The fortress served as one of the primary residences of Isabella I of Castile and Ferdinand II of Aragon.
It is a building of military character whose construction was ordered by the King Alfonso XI of Castile in the year 1328, on previous constructions (the Islamic-era Umayyad Alcázar, also the previous residence of the Roman Governor and the Customs). The architectural ensemble has a sober character in its exterior and splendid in its interior, with the magnificent gardens and courtyards that maintain a Mudéjar inspiration.
The Alcázar has been declared a Cultural Interest Heritage since 1931. It forms part of the Historic Center of Córdoba that was declared a World Heritage Site by UNESCO in 1994.
History
In early medieval times, the site was occupied by a Visigothic fortress. When the Visigoths fell to the Umayyad conquest of Hispania and the beginning of Al-Andalus, the governors appointed by the Umayyad Caliphate in Damascus established themselves in the same area. The Umayyads fell to the Abbasid Caliphate and the surviving member of the Umayyad Dynasty, Abd ar-Rahman I, fled to Córdoba and established the Umayyad Emirate. Abd ar-Rahman I and his successors, who eventually created the independent Caliphate of Córdoba, were responsible for the construction of the Alcázar which became the official residence and seat of power of Al-Andalus. The city subsequently flourished as a key political and cultural center, and the Alcázar was expanded into a very large and widely used area with baths, gardens, and the largest library in the West. Watermills on the nearby Guadalquivir powered water lifting to irrigate the extensive gardens. The palace complex was also equipped with a bathhouse (hammam), known today as the Caliphal Baths (Baños Califales), which dates from the reign of al-Hakam II and was later expanded under the Almohads (12th to early 13th century). In the 10th century the official seat of government was moved to the site of Madinat al-Zahara outside the city, but this site was in turn ruined during the collapse of the caliphate in the early 11th century, causing the local seat of government to return to the Alcázar.

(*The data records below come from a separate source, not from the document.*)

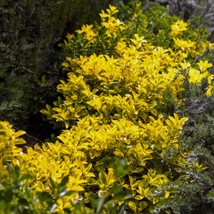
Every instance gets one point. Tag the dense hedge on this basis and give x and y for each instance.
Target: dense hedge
(30, 59)
(121, 148)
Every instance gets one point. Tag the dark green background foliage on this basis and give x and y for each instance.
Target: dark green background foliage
(29, 55)
(30, 69)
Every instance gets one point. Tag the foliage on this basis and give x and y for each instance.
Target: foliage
(29, 57)
(118, 151)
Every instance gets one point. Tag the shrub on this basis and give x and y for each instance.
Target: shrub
(118, 152)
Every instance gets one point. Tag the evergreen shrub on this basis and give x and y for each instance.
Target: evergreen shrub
(118, 151)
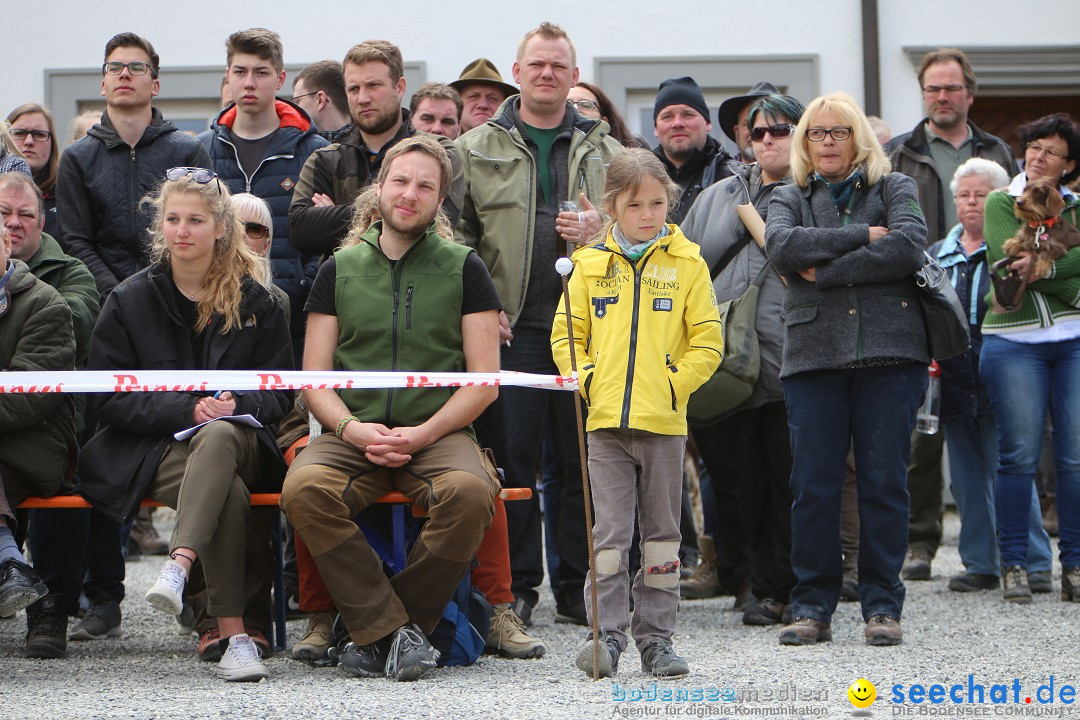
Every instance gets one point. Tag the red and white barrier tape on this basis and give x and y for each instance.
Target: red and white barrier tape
(156, 381)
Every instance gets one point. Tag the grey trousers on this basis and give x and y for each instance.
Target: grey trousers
(207, 480)
(635, 470)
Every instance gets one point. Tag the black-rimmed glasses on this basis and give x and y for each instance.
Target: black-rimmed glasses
(135, 67)
(757, 134)
(838, 134)
(38, 135)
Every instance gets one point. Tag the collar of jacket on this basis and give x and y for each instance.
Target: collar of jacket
(950, 253)
(105, 132)
(509, 114)
(917, 138)
(289, 114)
(674, 243)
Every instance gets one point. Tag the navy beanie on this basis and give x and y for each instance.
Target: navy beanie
(680, 91)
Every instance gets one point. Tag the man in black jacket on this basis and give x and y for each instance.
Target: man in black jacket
(105, 175)
(930, 154)
(333, 177)
(258, 145)
(102, 179)
(694, 160)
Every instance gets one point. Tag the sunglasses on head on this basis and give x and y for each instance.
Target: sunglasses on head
(200, 175)
(757, 134)
(256, 231)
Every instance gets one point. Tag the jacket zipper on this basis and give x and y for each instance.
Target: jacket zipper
(624, 422)
(393, 334)
(247, 180)
(131, 193)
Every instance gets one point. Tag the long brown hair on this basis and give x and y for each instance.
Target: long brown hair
(46, 176)
(233, 260)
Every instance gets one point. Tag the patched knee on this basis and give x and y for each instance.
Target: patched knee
(608, 561)
(660, 564)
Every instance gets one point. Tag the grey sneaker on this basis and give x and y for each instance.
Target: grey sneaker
(102, 621)
(410, 654)
(166, 594)
(240, 662)
(1016, 588)
(607, 664)
(659, 659)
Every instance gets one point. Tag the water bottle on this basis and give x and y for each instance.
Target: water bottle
(927, 420)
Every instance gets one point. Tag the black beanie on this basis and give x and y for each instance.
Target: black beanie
(680, 91)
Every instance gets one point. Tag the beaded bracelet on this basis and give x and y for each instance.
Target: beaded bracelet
(345, 421)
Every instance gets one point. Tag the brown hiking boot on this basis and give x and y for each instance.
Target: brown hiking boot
(806, 632)
(883, 630)
(704, 582)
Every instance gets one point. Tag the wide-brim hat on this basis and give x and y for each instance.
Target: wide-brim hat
(728, 114)
(483, 70)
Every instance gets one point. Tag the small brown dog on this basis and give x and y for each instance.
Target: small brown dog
(1042, 231)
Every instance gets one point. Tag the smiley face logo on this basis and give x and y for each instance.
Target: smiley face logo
(862, 693)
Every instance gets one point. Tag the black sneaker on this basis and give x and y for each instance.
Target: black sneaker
(45, 629)
(659, 659)
(410, 654)
(366, 661)
(607, 664)
(19, 586)
(102, 621)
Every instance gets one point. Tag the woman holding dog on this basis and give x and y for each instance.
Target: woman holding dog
(848, 234)
(1030, 361)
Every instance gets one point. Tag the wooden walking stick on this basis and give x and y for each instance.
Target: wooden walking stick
(564, 266)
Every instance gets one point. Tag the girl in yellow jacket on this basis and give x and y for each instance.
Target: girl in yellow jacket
(646, 334)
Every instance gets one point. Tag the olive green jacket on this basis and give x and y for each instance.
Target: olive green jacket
(499, 211)
(37, 430)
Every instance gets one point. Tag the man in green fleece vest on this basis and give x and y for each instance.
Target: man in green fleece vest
(400, 296)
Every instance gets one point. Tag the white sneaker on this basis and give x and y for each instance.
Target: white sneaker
(167, 592)
(240, 662)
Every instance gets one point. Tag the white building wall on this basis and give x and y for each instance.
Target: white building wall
(447, 36)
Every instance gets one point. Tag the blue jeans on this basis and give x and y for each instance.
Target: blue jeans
(827, 411)
(1023, 380)
(972, 447)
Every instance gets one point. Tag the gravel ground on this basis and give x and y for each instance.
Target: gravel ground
(152, 671)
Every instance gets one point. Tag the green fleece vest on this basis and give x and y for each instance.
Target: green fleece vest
(399, 316)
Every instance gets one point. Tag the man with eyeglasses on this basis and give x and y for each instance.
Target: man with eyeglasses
(321, 213)
(103, 178)
(436, 109)
(258, 145)
(930, 154)
(940, 144)
(105, 175)
(320, 90)
(694, 159)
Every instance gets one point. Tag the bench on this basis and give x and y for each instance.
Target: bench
(399, 551)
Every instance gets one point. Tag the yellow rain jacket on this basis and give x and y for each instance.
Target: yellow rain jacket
(646, 334)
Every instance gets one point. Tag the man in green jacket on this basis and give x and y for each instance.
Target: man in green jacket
(22, 211)
(534, 153)
(37, 429)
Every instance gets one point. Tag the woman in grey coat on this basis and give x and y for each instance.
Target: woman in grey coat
(848, 235)
(746, 452)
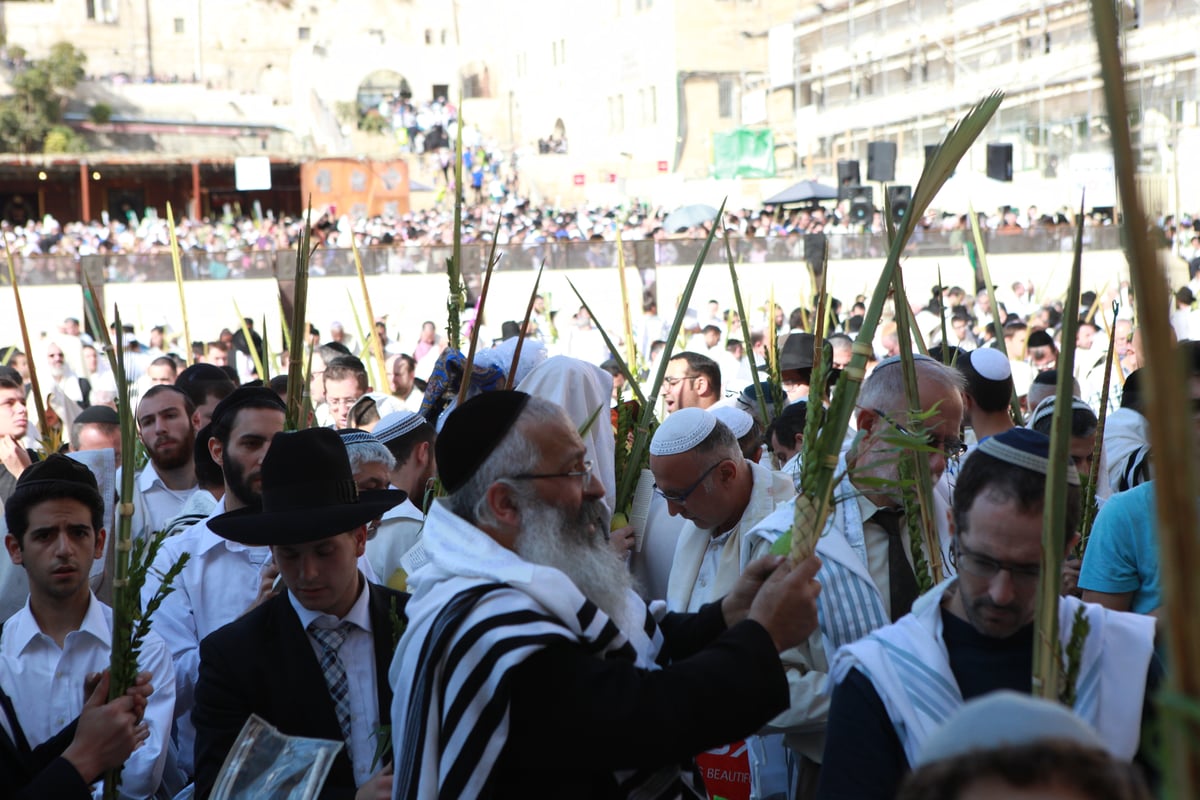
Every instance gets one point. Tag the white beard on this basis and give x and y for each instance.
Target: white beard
(580, 549)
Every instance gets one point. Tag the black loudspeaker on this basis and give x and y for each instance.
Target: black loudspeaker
(862, 203)
(881, 161)
(899, 198)
(930, 151)
(1000, 162)
(847, 176)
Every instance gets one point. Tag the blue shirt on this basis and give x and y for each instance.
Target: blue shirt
(1122, 551)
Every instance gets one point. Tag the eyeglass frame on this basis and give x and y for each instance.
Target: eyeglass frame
(960, 447)
(682, 497)
(673, 382)
(585, 474)
(1025, 575)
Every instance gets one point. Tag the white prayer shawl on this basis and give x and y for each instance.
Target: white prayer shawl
(477, 612)
(850, 605)
(767, 492)
(910, 667)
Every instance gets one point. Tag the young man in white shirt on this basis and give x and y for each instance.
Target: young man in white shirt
(64, 635)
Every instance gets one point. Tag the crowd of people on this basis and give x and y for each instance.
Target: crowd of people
(445, 564)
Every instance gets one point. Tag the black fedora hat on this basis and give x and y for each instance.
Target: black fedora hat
(309, 494)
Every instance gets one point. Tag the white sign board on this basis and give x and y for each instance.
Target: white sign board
(252, 173)
(1093, 174)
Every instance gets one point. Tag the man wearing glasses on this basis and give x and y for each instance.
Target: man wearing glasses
(865, 548)
(975, 635)
(703, 477)
(691, 380)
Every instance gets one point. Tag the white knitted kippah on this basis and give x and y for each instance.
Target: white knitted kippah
(682, 431)
(396, 425)
(990, 364)
(735, 419)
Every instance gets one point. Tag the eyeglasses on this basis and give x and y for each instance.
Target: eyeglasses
(585, 474)
(953, 449)
(987, 567)
(681, 498)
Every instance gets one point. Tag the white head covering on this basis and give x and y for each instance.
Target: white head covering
(581, 388)
(1005, 719)
(735, 419)
(682, 431)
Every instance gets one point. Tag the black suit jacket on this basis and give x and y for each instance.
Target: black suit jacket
(264, 663)
(39, 773)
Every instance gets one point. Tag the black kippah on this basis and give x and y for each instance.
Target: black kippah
(58, 469)
(472, 432)
(257, 396)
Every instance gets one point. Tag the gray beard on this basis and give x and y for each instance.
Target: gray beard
(580, 549)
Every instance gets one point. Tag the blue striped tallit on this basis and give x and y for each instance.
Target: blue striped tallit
(910, 668)
(466, 632)
(850, 605)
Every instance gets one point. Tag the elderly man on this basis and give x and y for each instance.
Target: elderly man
(705, 479)
(975, 635)
(867, 554)
(520, 578)
(311, 661)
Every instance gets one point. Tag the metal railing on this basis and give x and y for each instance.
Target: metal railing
(558, 254)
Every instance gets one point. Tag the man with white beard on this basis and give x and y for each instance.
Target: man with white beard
(529, 668)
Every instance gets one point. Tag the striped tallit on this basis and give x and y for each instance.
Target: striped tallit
(910, 668)
(478, 611)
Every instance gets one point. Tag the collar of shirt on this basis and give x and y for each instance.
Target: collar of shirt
(358, 615)
(23, 630)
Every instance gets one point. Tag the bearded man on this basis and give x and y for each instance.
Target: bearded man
(167, 481)
(529, 667)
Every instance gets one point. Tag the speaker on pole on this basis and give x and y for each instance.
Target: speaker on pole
(881, 161)
(899, 199)
(862, 203)
(1000, 162)
(847, 176)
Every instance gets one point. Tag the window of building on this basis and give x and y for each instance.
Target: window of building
(725, 98)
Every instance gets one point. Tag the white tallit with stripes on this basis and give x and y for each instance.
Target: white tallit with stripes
(909, 665)
(850, 605)
(478, 611)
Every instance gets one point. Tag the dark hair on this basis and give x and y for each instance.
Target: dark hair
(347, 366)
(984, 473)
(402, 446)
(703, 365)
(208, 471)
(160, 389)
(1083, 422)
(24, 498)
(791, 422)
(1092, 773)
(204, 382)
(222, 426)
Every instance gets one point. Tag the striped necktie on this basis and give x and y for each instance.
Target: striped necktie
(330, 639)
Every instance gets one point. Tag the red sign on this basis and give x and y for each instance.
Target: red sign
(726, 771)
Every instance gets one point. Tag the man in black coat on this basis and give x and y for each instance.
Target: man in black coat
(311, 661)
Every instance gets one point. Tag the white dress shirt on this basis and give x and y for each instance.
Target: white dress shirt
(46, 684)
(216, 587)
(358, 657)
(159, 505)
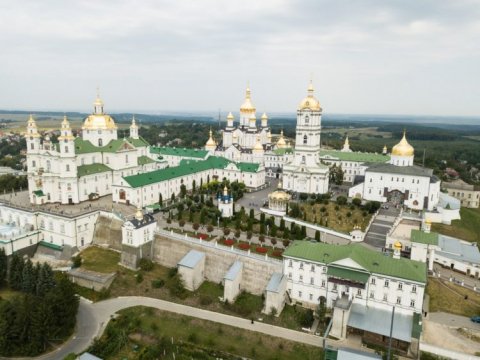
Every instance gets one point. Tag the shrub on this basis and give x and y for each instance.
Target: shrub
(261, 250)
(157, 283)
(228, 242)
(77, 261)
(145, 264)
(244, 246)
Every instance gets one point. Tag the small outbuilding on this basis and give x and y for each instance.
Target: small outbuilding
(192, 269)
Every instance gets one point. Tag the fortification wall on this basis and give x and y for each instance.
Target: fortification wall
(169, 250)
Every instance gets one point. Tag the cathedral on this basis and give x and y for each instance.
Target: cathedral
(80, 168)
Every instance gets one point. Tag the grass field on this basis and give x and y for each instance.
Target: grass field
(447, 297)
(211, 339)
(206, 297)
(468, 228)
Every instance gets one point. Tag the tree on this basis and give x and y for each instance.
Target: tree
(3, 267)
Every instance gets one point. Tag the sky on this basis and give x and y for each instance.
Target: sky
(415, 57)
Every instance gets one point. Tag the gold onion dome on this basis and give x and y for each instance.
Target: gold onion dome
(310, 102)
(403, 148)
(247, 105)
(210, 141)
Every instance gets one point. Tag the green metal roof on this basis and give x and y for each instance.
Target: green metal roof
(140, 142)
(142, 160)
(373, 261)
(423, 237)
(186, 167)
(344, 273)
(354, 156)
(283, 151)
(182, 152)
(50, 245)
(85, 146)
(90, 169)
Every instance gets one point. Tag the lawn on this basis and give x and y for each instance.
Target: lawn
(343, 219)
(98, 259)
(146, 329)
(467, 228)
(448, 297)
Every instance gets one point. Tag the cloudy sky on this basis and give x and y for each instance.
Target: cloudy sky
(365, 56)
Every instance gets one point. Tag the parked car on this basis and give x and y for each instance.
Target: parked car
(476, 319)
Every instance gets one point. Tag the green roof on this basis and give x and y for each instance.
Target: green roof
(140, 142)
(344, 273)
(84, 170)
(182, 152)
(185, 168)
(142, 160)
(424, 238)
(50, 245)
(373, 261)
(283, 151)
(354, 156)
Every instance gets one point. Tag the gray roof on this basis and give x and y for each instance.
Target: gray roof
(456, 249)
(414, 170)
(446, 199)
(377, 321)
(191, 259)
(234, 270)
(88, 356)
(350, 354)
(274, 283)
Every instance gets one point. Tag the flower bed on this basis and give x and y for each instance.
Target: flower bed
(244, 246)
(277, 253)
(228, 242)
(261, 250)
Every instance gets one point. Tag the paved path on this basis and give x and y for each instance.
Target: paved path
(93, 318)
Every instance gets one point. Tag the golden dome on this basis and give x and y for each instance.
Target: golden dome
(247, 105)
(99, 122)
(403, 148)
(310, 102)
(211, 142)
(258, 145)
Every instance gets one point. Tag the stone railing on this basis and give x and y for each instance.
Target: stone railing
(216, 245)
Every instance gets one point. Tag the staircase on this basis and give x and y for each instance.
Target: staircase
(381, 225)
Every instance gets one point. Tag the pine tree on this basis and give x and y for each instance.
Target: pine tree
(3, 267)
(15, 274)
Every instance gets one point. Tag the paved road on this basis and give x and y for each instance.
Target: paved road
(93, 318)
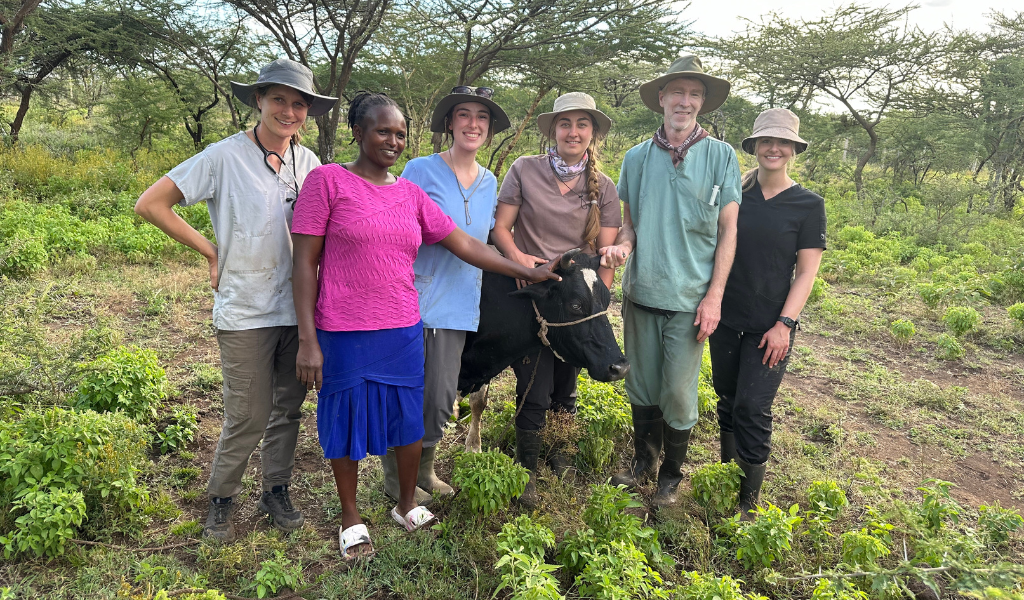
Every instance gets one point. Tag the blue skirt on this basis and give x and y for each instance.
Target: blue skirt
(372, 396)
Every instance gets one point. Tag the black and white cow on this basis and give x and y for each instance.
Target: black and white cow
(509, 329)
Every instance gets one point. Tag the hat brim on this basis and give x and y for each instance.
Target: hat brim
(779, 132)
(321, 104)
(500, 121)
(718, 91)
(545, 120)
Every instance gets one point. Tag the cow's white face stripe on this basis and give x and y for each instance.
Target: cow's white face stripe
(590, 275)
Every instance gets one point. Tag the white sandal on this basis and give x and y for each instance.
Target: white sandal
(354, 536)
(415, 519)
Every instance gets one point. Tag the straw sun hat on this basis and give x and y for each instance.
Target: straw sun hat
(778, 123)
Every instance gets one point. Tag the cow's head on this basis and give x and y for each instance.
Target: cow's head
(590, 344)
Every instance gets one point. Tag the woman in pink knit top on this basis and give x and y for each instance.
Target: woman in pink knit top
(356, 230)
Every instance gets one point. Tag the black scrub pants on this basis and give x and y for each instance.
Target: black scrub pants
(745, 389)
(554, 388)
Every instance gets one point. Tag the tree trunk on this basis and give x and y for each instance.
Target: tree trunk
(518, 132)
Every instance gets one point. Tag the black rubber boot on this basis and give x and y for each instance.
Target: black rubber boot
(671, 473)
(647, 425)
(750, 488)
(527, 452)
(729, 446)
(389, 463)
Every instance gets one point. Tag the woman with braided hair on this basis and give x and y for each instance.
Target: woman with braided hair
(550, 204)
(356, 231)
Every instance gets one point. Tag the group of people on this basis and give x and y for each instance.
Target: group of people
(358, 285)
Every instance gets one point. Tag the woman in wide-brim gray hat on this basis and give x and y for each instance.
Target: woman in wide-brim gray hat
(716, 89)
(250, 181)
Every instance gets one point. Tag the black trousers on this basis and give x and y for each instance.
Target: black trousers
(745, 389)
(554, 388)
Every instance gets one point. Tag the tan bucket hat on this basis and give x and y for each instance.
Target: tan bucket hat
(573, 101)
(686, 66)
(779, 123)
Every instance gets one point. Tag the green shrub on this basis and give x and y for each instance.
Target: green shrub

In 1236, Christian forces took Córdoba during the Reconquista. In 1328, Alfonso XI of Castile began building the present day structure on part of the site for the old fortress. Other parts of the Moorish Alcázar had been given as spoils to the bishop, nobles, and the Order of Calatrava. Alfonso's structure retained only part of the Moorish ruins but the structure appears Islamic due to Alfonso's use of the Mudéjar style.
The Alcázar was involved in the civil war where Henry IV of Castile faced a rebellion that backed his teenage half-brother Alfonso. During the war, the Alcázar's defenses were upgraded to deal with the advent of gunpowder. At the same time, the Alcázar's main tower, now known as the "Tower of the Inquisition" was constructed.
Henry's successor, Isabella and her husband, Ferdinand, used the Alcázar for one of the first permanent tribunals of the Spanish Inquisition and as a headquarters for their campaign against the Nasrid dynasty in Granada, the last remaining Moorish kingdom in the Iberian Peninsula. The Inquisition began using the Alcázar as one of its headquarters in 1482, converting much of it, including the Arab baths, into torture and interrogation chambers. The Inquisition maintained a tribunal here for three centuries. Boabdil was held prisoner here in 1483 until he promised to make Granada a tributary state.In 1486 or 1487, Christopher Columbus had his first audience here with the Catholic Monarchs (Isabella and Ferdinand) in order solicit support for his expedition to find a western sea route to Asia. The monarchs retained his service by placing him on their payroll, but did not endorse his expedition until after the conquest of Granada in 1492.
The Alcázar served as a garrison for Napoleon Bonaparte's troops in 1810. In 1821, the Alcázar became a prison. Finally, the Spanish government made the Alcázar a tourist attraction and national monument in the 1950s. The Alcázar's grand gardens, in their current form, also date from the mid-20th century.